THE COMPANY IN DETAIL

Wolseley is the world's biggest distributor of heating and plumbing products and is a major supplier of building products to the professional market. The company operates about 3,500 branches in 12 countries in Europe and North America, employing 47,000 people. Total group sales are more than Pounds 8 billion, two thirds of which are in the United States.

The company is listed on the London Stock Exchange and the New York Stock Exchange, with a market capitalisation of more than Pounds 4.5 billion. The group supplies 40,000 types of goods including heating products, sanitary systems, air- conditioning, shower and bathroom fittings, roofing, tiles and builder's sand.

More than a third of the company's customers are plumbing installers, a third are building contractors and the rest are made up of utilities, industrial and mechanical contracting workers.

In the year to July 31, 2003, the company reported a 4.2 per cent rise in underlying pre-tax profits to Pounds 455.9 million on sales up 3.2 per cent to Pounds 8.2 billion.

HISTORY

Wolseley was started in 1887 when Frederick York Wolseley founded the company in Sydney, Australia, pioneering mechanical sheep shearing machines. In 1889 Wolseley moved to Birmingham, England, to develop his shearing patents and agricultural equipment.

Herbert Austin became his works manager and they started to experiment with manufacturing motor cars, eventually producing the first Wolseley vehicle in 1896.

In 1901, after making nearly 100 cars, Wolseley sold the motor car and machine tool business to Vickers Son & Maxim, which eventually became Rover Group. After the sale Wolseley concentrated on the shearing and agricultural equipment business.

During the 1950s Wolseley expanded into manufacturing electric fencing and motor cultivators. In 1958 it merged with Geo H Hughes, a Birmingham pram and industrial wheel manufacturer, and the group was renamed Wolseley-Hughes.

In the 1960s it expanded into heating products with the purchase of Nu-Way Heating, a Droitwich Spa company, in 1960. By 1973, after further acquisitions, the company began Wolseley-Hughes Merchants, distributing spare parts for oil burners and domestic radiators and boilers. That business is known today as Wolseley Centers.
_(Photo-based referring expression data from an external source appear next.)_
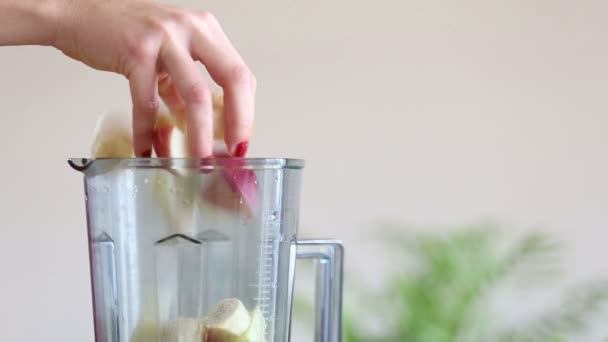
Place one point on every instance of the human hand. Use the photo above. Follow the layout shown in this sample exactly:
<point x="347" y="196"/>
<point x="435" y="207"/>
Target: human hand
<point x="157" y="47"/>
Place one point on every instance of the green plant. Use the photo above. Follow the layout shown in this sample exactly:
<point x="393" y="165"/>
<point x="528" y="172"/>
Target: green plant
<point x="441" y="286"/>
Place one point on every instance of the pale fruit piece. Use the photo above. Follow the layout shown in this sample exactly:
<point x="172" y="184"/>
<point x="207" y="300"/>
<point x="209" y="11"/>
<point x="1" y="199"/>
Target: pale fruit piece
<point x="170" y="137"/>
<point x="182" y="330"/>
<point x="169" y="141"/>
<point x="257" y="328"/>
<point x="255" y="332"/>
<point x="113" y="137"/>
<point x="228" y="320"/>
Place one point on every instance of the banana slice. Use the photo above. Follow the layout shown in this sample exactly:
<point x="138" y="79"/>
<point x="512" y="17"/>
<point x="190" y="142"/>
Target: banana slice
<point x="113" y="136"/>
<point x="228" y="318"/>
<point x="231" y="322"/>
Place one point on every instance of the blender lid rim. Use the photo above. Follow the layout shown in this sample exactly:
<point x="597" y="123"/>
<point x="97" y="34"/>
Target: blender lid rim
<point x="100" y="165"/>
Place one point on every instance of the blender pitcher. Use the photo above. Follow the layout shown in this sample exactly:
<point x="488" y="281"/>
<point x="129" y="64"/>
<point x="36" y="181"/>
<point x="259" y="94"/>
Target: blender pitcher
<point x="201" y="250"/>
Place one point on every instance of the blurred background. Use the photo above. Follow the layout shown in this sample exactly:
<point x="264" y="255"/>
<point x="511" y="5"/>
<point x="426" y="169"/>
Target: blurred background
<point x="433" y="121"/>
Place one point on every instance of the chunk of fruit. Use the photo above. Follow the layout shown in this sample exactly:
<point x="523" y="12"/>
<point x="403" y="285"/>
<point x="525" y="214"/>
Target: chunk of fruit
<point x="251" y="326"/>
<point x="228" y="320"/>
<point x="112" y="137"/>
<point x="257" y="328"/>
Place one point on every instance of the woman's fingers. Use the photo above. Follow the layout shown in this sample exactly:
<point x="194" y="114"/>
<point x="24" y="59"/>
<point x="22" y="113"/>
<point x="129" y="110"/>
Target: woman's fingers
<point x="170" y="96"/>
<point x="196" y="96"/>
<point x="212" y="48"/>
<point x="143" y="85"/>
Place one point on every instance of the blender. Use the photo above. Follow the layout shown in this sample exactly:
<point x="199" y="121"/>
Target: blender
<point x="204" y="250"/>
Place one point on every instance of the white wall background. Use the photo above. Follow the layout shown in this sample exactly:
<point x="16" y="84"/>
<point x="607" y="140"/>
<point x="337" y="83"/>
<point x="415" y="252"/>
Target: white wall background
<point x="420" y="111"/>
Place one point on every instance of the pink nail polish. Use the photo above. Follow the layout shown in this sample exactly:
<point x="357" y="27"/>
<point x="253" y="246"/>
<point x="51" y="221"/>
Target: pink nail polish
<point x="241" y="149"/>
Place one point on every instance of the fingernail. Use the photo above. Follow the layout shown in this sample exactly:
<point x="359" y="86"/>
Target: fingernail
<point x="241" y="149"/>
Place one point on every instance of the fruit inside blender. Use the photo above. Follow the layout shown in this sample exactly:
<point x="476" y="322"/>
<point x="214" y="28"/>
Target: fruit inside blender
<point x="228" y="320"/>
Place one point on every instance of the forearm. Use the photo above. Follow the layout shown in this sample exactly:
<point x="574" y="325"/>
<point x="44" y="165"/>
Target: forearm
<point x="30" y="22"/>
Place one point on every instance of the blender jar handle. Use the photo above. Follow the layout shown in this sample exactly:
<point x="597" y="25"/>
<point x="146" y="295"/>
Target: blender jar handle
<point x="328" y="256"/>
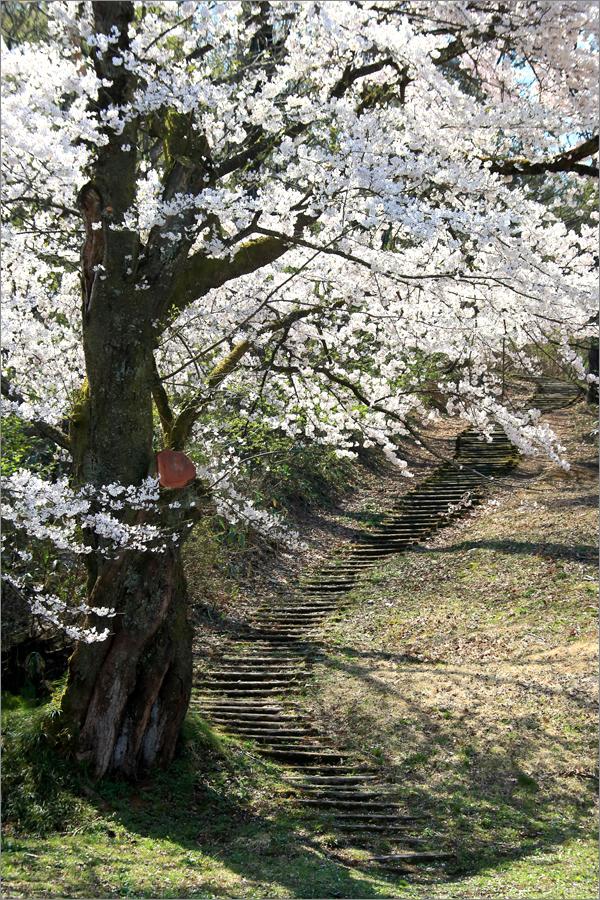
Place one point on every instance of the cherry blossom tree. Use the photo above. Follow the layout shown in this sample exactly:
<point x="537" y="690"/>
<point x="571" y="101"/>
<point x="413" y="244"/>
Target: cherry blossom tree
<point x="324" y="210"/>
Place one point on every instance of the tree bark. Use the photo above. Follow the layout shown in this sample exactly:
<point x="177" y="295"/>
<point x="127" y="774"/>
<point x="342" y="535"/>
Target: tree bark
<point x="127" y="697"/>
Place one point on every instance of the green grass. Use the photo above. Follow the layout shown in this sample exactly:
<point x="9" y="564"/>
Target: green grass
<point x="215" y="824"/>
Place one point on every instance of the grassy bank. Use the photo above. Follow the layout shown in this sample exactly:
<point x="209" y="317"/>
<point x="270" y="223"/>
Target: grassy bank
<point x="466" y="669"/>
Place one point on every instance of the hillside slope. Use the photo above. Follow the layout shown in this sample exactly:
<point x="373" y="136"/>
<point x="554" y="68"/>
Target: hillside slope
<point x="467" y="669"/>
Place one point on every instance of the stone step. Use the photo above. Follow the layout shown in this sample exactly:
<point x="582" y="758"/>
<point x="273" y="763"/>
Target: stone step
<point x="377" y="830"/>
<point x="233" y="675"/>
<point x="298" y="756"/>
<point x="408" y="856"/>
<point x="272" y="738"/>
<point x="333" y="779"/>
<point x="377" y="817"/>
<point x="365" y="806"/>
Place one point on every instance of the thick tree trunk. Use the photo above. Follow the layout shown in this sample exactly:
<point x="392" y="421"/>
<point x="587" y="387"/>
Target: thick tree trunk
<point x="127" y="696"/>
<point x="592" y="393"/>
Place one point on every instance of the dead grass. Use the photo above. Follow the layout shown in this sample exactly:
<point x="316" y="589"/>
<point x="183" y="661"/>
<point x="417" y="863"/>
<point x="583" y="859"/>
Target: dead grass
<point x="468" y="670"/>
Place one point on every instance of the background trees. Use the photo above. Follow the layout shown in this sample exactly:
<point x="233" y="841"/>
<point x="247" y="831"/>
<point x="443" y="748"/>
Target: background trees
<point x="304" y="215"/>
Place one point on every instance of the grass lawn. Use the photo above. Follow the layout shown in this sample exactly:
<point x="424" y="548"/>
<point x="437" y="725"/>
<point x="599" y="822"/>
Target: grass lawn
<point x="466" y="669"/>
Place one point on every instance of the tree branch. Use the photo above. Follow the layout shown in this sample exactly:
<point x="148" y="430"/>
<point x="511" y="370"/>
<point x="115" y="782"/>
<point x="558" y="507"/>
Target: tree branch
<point x="561" y="162"/>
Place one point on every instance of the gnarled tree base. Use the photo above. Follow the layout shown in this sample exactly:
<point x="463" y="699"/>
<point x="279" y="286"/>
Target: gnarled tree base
<point x="126" y="697"/>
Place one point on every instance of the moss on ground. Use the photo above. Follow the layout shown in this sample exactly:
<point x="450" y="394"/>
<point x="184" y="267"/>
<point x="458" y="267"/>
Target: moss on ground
<point x="466" y="669"/>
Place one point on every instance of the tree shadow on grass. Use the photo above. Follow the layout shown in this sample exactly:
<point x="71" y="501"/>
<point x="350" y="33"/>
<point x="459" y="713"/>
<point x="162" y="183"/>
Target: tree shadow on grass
<point x="204" y="814"/>
<point x="478" y="799"/>
<point x="548" y="550"/>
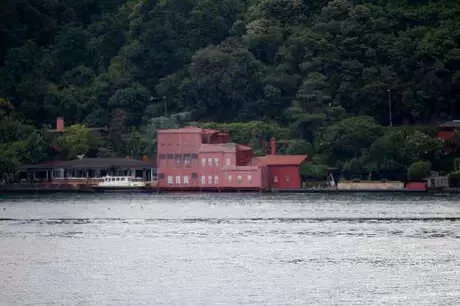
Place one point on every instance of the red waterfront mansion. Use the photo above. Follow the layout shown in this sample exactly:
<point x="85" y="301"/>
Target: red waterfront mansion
<point x="192" y="158"/>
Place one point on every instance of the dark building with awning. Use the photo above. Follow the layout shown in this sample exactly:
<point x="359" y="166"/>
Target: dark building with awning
<point x="87" y="168"/>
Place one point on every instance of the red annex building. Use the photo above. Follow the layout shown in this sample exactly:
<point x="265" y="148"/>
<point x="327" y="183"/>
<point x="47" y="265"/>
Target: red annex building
<point x="192" y="158"/>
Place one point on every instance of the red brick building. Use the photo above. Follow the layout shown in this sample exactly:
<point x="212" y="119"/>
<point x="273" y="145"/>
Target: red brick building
<point x="200" y="159"/>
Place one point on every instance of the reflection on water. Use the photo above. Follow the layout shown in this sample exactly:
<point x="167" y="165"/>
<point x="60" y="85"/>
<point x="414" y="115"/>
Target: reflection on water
<point x="229" y="249"/>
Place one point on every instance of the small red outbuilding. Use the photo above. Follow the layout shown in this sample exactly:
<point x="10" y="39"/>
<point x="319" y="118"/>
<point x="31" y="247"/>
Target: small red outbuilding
<point x="283" y="170"/>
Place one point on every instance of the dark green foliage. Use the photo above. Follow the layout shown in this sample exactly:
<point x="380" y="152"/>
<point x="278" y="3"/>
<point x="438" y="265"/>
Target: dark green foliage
<point x="418" y="171"/>
<point x="314" y="172"/>
<point x="454" y="179"/>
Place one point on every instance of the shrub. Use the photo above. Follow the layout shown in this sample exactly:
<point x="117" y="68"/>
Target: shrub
<point x="419" y="170"/>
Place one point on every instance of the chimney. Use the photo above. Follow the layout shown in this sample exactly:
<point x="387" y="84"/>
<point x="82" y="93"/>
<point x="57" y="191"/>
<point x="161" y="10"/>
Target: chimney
<point x="59" y="124"/>
<point x="273" y="145"/>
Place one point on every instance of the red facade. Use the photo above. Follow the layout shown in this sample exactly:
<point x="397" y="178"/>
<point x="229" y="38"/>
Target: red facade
<point x="416" y="186"/>
<point x="198" y="159"/>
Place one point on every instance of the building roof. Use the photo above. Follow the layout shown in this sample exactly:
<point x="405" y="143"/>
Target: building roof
<point x="453" y="124"/>
<point x="279" y="160"/>
<point x="243" y="148"/>
<point x="93" y="163"/>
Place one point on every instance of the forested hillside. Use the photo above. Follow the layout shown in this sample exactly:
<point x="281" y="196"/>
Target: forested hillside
<point x="321" y="73"/>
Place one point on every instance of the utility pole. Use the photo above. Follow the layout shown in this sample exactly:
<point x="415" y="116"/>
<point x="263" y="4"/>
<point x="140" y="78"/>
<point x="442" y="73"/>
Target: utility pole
<point x="389" y="107"/>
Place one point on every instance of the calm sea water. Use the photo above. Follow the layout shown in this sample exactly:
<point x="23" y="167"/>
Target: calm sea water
<point x="229" y="249"/>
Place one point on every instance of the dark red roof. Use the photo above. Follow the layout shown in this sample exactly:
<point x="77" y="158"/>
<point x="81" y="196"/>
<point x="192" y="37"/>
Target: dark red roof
<point x="279" y="160"/>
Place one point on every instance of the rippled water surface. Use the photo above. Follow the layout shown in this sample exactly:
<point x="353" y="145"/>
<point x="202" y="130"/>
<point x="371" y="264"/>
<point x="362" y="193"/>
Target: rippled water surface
<point x="229" y="249"/>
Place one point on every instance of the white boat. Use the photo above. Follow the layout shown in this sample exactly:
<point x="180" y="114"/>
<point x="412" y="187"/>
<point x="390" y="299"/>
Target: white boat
<point x="120" y="182"/>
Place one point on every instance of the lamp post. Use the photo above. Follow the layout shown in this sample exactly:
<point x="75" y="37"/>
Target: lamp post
<point x="389" y="107"/>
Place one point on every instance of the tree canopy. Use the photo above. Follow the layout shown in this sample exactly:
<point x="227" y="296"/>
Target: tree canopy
<point x="320" y="73"/>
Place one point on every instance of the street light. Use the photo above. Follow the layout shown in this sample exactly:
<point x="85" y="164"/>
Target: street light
<point x="389" y="107"/>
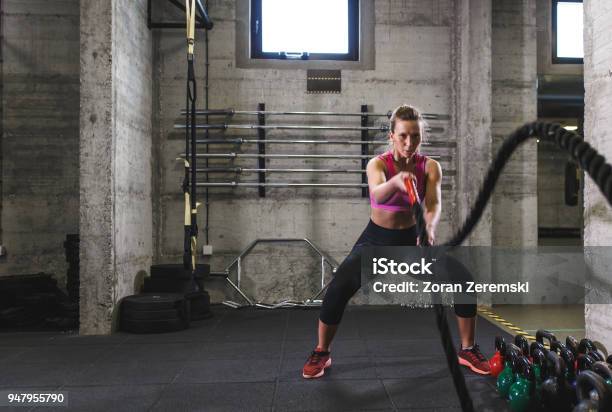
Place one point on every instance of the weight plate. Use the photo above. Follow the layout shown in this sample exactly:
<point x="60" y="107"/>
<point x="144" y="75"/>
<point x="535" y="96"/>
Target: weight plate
<point x="153" y="326"/>
<point x="153" y="301"/>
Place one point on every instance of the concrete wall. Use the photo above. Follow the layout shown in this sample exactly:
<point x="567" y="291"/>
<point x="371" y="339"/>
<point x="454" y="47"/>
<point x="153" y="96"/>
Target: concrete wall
<point x="40" y="169"/>
<point x="412" y="65"/>
<point x="598" y="131"/>
<point x="514" y="103"/>
<point x="552" y="210"/>
<point x="116" y="129"/>
<point x="436" y="56"/>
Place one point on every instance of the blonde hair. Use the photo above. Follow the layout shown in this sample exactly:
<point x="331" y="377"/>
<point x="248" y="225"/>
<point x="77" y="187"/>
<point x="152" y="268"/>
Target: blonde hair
<point x="407" y="112"/>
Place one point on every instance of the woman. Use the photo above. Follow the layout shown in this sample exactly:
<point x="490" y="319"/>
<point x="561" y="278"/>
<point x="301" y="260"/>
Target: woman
<point x="392" y="223"/>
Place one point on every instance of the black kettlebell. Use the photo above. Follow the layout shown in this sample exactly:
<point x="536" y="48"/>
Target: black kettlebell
<point x="587" y="346"/>
<point x="585" y="362"/>
<point x="572" y="344"/>
<point x="554" y="394"/>
<point x="544" y="334"/>
<point x="604" y="370"/>
<point x="592" y="393"/>
<point x="570" y="373"/>
<point x="523" y="344"/>
<point x="538" y="359"/>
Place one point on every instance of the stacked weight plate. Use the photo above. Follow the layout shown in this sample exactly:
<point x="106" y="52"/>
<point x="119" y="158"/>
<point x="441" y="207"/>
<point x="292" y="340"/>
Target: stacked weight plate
<point x="154" y="313"/>
<point x="172" y="278"/>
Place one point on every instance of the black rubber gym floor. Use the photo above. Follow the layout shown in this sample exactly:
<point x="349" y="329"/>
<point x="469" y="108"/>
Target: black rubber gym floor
<point x="384" y="358"/>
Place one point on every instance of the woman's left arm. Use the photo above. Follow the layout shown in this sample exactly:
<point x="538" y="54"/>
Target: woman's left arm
<point x="433" y="197"/>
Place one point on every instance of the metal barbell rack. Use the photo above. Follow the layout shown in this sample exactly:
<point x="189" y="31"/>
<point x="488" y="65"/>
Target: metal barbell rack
<point x="365" y="143"/>
<point x="225" y="126"/>
<point x="290" y="156"/>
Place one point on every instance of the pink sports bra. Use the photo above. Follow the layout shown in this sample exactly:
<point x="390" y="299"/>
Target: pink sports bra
<point x="399" y="202"/>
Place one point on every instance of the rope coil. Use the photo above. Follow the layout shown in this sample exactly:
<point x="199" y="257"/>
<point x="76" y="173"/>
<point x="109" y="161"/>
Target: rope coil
<point x="580" y="151"/>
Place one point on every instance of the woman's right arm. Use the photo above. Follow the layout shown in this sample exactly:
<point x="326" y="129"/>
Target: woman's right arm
<point x="381" y="189"/>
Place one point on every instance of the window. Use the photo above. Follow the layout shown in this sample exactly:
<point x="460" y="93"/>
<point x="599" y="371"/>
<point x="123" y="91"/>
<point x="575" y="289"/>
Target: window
<point x="567" y="38"/>
<point x="305" y="29"/>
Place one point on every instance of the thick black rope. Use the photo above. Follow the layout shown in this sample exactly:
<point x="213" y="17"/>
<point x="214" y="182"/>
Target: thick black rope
<point x="580" y="151"/>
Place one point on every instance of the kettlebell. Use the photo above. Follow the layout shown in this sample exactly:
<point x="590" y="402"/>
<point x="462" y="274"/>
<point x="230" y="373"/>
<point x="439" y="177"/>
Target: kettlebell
<point x="523" y="344"/>
<point x="587" y="346"/>
<point x="506" y="377"/>
<point x="521" y="390"/>
<point x="604" y="370"/>
<point x="553" y="388"/>
<point x="496" y="363"/>
<point x="544" y="334"/>
<point x="592" y="393"/>
<point x="572" y="344"/>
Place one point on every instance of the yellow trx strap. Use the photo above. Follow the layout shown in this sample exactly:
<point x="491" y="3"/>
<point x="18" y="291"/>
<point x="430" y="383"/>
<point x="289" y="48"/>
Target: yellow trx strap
<point x="190" y="12"/>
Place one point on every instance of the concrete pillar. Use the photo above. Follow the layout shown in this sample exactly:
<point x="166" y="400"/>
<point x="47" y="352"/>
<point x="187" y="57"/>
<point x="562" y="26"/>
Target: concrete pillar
<point x="514" y="50"/>
<point x="598" y="132"/>
<point x="471" y="108"/>
<point x="115" y="156"/>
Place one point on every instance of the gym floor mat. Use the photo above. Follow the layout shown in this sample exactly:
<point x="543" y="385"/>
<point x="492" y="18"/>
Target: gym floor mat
<point x="384" y="358"/>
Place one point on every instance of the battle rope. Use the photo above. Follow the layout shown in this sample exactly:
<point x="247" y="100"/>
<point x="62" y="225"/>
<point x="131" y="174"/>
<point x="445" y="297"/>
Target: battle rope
<point x="580" y="151"/>
<point x="189" y="182"/>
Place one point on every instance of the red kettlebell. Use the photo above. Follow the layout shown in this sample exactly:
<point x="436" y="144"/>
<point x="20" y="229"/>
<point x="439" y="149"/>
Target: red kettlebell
<point x="496" y="363"/>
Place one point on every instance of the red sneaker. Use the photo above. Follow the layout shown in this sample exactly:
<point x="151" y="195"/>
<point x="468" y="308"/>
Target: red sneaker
<point x="475" y="360"/>
<point x="317" y="362"/>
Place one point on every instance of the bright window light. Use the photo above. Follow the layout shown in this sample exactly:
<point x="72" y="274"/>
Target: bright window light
<point x="313" y="26"/>
<point x="569" y="30"/>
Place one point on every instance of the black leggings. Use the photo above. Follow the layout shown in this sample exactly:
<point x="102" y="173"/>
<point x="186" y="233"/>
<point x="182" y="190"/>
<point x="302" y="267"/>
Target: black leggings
<point x="347" y="279"/>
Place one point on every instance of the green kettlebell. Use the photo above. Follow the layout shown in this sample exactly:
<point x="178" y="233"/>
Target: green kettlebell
<point x="506" y="378"/>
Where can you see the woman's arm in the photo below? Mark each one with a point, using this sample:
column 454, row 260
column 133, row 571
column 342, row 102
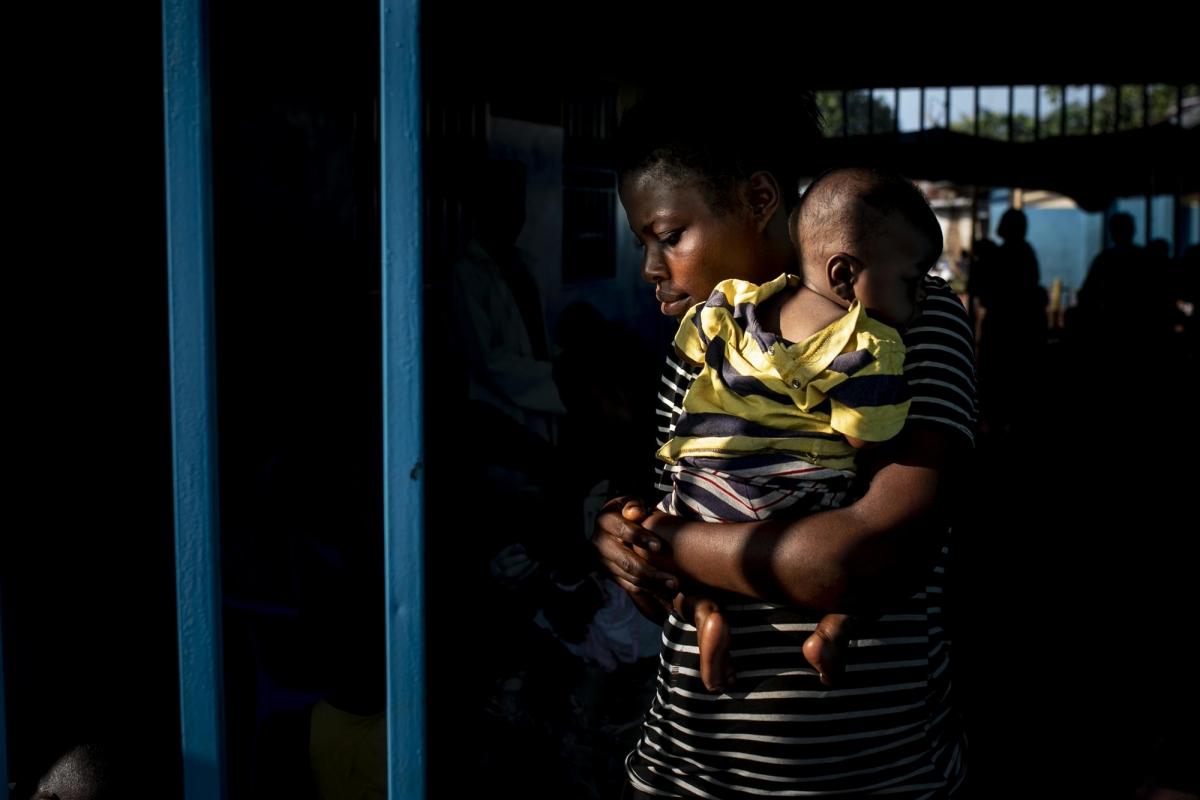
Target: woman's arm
column 840, row 559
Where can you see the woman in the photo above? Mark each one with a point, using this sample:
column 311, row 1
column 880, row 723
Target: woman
column 707, row 187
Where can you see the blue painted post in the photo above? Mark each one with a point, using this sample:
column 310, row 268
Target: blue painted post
column 193, row 396
column 400, row 134
column 4, row 719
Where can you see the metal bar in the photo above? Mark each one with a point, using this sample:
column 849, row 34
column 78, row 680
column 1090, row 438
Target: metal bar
column 1062, row 110
column 193, row 396
column 400, row 197
column 1012, row 95
column 1037, row 112
column 1091, row 101
column 977, row 112
column 4, row 719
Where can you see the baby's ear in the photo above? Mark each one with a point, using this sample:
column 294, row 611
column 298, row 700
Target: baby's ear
column 841, row 272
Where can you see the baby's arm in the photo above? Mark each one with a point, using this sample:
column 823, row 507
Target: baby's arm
column 712, row 639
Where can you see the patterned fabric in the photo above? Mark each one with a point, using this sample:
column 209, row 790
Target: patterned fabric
column 759, row 394
column 888, row 727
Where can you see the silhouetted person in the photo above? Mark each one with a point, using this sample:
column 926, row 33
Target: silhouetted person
column 1012, row 326
column 84, row 773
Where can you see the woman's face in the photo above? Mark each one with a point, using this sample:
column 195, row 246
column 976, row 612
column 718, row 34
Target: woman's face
column 688, row 246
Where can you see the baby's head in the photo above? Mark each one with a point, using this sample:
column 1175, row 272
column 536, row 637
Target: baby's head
column 867, row 234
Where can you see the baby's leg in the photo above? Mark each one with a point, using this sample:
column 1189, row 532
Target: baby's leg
column 825, row 648
column 712, row 638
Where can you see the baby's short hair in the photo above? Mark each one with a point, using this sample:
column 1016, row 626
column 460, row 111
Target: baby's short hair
column 845, row 204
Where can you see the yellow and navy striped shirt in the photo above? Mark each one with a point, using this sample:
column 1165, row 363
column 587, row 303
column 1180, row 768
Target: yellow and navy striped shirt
column 756, row 392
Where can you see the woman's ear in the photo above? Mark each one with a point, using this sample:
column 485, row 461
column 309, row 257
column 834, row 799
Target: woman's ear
column 762, row 194
column 841, row 272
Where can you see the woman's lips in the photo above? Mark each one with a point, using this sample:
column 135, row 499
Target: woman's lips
column 673, row 305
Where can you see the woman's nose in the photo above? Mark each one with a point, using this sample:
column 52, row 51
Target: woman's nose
column 653, row 269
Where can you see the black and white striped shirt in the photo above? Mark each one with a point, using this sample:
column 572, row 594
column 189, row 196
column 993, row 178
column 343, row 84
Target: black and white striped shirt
column 887, row 728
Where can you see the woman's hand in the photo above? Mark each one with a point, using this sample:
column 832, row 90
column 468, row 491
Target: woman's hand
column 627, row 549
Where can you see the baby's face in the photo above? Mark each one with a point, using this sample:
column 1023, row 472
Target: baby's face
column 895, row 259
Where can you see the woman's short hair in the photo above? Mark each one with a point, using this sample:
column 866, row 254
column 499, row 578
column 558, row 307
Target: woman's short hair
column 719, row 136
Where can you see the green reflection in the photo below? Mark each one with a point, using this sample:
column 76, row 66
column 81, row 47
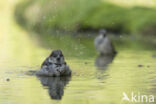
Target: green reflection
column 89, row 85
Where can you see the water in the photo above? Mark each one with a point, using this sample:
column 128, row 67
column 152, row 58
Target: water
column 90, row 83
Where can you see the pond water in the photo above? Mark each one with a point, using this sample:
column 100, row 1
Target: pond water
column 133, row 69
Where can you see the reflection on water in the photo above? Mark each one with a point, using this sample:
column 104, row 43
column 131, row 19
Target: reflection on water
column 102, row 61
column 55, row 85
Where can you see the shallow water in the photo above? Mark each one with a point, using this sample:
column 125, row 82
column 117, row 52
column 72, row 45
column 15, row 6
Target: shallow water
column 91, row 81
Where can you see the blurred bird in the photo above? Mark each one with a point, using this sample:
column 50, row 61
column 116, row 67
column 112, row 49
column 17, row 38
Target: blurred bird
column 103, row 44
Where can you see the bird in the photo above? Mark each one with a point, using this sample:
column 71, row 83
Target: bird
column 103, row 44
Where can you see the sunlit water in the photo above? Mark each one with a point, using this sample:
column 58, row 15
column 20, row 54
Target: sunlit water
column 131, row 70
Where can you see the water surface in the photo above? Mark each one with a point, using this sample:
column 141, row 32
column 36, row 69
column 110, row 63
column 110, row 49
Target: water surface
column 133, row 69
In 1976 Jeremy Lancaster replaced his father as group chairman and began a rapid expansion programme. The company expanded overseas in 1982, buying Ferguson Enterprises, a plumbing supplies distributor in the United States.

In 1984 the company sold its engineering divisions to focus on distribution and a year later Wolseley Centers was established to distribute building products.

Throughout the 1990s the company rapidly expanded in Europe and Britain.